The Job Access and Reverse Commute (JARC) program was established to address the unique transportation challenges faced by welfare recipients and low-income persons seeking to obtain and maintain employment. Many new entry-level jobs are located in suburban areas, and low-income individuals have difficulty accessing these jobs from their inner city, urban, or rural neighborhoods. In addition, many entry level-jobs require working late at night or on weekends when conventional transit services are either reduced or non-existent. Finally, many employment related-trips are complex and involve multiple destinations including reaching childcare facilities or other services.
States and public bodies are eligible designated recipients. Eligible subrecipients are private non-profit organizations, State or local governments, and operators of public transportation services including private operators of public transportation services.
Capital, planning and operating expenses for projects that transport low income individuals to and from jobs and activities related to employment, and for reverse commute projects.
49 U.S.C. 5316
Section 5316 funds are available to the States and designated recipients in large urbanied areas during the Fiscal Year of apportionment plus two additional years (total of three years).

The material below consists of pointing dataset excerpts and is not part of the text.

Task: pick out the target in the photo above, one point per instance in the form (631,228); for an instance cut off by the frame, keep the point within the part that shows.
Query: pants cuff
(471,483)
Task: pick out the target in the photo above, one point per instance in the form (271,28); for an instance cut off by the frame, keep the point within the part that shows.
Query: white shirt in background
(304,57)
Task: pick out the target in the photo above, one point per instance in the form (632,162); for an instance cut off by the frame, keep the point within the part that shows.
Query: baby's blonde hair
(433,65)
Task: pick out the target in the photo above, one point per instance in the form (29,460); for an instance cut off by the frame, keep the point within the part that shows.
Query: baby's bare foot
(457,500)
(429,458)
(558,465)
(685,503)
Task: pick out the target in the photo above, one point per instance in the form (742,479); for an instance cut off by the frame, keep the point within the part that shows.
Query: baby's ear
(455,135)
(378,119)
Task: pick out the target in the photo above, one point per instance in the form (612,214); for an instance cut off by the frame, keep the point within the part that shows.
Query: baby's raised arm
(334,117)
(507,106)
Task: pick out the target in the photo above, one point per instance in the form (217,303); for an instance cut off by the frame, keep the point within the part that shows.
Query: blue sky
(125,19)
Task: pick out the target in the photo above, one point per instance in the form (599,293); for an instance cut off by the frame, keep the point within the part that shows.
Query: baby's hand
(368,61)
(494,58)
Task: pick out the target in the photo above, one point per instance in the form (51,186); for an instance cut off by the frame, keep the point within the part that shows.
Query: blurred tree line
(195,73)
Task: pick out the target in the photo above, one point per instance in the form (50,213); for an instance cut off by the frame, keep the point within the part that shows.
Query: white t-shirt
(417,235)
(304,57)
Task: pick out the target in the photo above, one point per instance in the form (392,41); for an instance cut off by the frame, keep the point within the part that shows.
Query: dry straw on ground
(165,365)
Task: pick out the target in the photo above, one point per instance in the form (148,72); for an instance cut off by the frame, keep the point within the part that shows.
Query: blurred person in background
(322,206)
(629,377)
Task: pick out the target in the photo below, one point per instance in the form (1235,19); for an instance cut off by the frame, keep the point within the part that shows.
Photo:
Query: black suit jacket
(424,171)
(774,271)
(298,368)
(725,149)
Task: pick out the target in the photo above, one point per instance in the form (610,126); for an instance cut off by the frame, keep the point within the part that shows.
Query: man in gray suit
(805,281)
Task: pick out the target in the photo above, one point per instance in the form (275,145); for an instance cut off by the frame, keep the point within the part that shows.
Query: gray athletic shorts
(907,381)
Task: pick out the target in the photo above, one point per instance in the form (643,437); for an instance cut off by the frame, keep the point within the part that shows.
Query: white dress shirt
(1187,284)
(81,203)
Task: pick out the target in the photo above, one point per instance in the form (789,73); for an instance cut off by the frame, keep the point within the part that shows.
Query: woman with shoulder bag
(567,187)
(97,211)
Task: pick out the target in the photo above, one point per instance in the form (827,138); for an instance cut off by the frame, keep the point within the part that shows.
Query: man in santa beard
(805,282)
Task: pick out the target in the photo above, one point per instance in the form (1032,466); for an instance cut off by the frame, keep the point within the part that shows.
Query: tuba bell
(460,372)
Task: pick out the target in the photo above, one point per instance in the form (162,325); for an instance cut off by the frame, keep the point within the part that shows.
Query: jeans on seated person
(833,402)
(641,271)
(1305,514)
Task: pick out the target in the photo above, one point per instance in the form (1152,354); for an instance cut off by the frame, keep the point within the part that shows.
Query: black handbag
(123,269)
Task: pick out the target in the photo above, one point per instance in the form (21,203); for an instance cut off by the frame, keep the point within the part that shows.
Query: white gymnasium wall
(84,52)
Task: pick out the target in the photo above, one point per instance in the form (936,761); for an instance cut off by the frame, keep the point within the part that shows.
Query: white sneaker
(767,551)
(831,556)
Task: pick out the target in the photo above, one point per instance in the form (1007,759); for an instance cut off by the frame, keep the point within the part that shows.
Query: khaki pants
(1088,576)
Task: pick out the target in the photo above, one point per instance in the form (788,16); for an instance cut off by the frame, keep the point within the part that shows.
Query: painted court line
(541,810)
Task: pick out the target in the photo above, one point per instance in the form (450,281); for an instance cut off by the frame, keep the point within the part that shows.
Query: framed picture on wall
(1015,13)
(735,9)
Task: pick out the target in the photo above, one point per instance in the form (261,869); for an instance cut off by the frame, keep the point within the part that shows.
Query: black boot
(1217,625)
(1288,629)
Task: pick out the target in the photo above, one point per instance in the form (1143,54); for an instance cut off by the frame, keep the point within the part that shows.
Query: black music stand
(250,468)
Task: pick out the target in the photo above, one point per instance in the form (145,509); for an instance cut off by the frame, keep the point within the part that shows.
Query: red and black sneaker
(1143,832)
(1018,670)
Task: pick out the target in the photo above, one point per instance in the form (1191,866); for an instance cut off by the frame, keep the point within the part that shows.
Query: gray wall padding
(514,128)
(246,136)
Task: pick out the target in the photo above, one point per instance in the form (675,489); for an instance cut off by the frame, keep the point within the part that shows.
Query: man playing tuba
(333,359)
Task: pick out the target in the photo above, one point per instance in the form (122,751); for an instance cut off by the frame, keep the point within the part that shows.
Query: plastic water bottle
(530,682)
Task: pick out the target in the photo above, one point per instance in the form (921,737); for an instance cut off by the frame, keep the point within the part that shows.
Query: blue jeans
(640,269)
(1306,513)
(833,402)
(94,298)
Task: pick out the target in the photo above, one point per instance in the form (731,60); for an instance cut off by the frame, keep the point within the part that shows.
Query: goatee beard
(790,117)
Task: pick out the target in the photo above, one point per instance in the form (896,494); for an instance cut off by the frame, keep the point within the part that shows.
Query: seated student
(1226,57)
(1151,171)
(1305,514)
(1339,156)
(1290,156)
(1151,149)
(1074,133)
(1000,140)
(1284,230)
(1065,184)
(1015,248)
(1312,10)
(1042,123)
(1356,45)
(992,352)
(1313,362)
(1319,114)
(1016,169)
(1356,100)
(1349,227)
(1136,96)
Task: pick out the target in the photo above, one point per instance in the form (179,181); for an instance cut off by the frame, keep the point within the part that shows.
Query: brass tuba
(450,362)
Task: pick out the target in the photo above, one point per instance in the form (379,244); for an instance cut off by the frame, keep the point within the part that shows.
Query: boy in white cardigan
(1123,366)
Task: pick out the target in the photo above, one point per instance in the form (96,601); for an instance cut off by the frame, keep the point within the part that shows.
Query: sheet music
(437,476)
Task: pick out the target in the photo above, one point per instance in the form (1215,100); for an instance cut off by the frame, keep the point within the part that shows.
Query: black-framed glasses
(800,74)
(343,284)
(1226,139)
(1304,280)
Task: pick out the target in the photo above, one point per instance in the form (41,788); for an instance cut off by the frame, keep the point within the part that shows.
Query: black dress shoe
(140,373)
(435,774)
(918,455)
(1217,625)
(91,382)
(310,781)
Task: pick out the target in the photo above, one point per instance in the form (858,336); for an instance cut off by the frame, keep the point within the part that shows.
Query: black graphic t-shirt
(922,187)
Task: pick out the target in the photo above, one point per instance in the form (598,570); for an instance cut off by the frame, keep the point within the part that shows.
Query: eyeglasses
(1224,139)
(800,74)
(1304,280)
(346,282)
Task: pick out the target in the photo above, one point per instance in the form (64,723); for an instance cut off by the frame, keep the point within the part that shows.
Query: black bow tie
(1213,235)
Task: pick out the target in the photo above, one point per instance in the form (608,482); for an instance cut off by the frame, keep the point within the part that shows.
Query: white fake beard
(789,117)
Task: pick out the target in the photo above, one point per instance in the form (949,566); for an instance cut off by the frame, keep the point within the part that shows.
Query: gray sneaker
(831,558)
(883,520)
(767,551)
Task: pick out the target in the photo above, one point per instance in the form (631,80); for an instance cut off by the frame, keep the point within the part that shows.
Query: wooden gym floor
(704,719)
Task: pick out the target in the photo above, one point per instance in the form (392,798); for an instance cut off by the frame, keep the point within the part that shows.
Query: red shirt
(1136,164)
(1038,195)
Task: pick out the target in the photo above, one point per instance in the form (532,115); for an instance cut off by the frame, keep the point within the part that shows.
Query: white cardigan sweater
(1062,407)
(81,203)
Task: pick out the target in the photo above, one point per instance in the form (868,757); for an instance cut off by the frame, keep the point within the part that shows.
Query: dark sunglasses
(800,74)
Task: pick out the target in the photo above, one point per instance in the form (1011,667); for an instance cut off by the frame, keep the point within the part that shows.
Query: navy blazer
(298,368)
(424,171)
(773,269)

Of the total JARC funds available, FTA apportions 60 percent among designated recipients in large urbanized areas; 20 percent to the states for small urbanized areas; and 20 percent to the states for rural and small urban areas under 50,000 in population. Section 5316 funds are apportioned among the recipients by a formula which is based on the ratio that the number of eligible low-income and welfare recipients in each such area bears to the number of eligible low-income and welfare recipients in all such areas.
JARC funds may be used to finance capital, planning and operating expenses. The Federal share of eligible capital and planning costs may not exceed 80 percent of the net cost of the activity. The Federal share of the eligible operating costs may not exceed 50 percent of the net operating costs of the activity. Recipients may use up to 10 percent of their apportionment to support program administrative costs including administration, planning, and technical assistance, which may be funded at 100 percent Federal share. The local share of eligible capital and planning costs shall be no less than 20 percent of the net cost of the activity, and the local share for eligible operating costs shall be no less than 50 percent of the net operating costs.
Title 49 U.S.C. 5316, as amended by SAFETEA-LU, requires a recipient of Section 5316 funds to certify that projects selected are derived from a locally developed, coordinated public transit-human services transportation plan.
Address transportation challenges faced by welfare recipients and low-income persons seeking to obtain and maintain employment.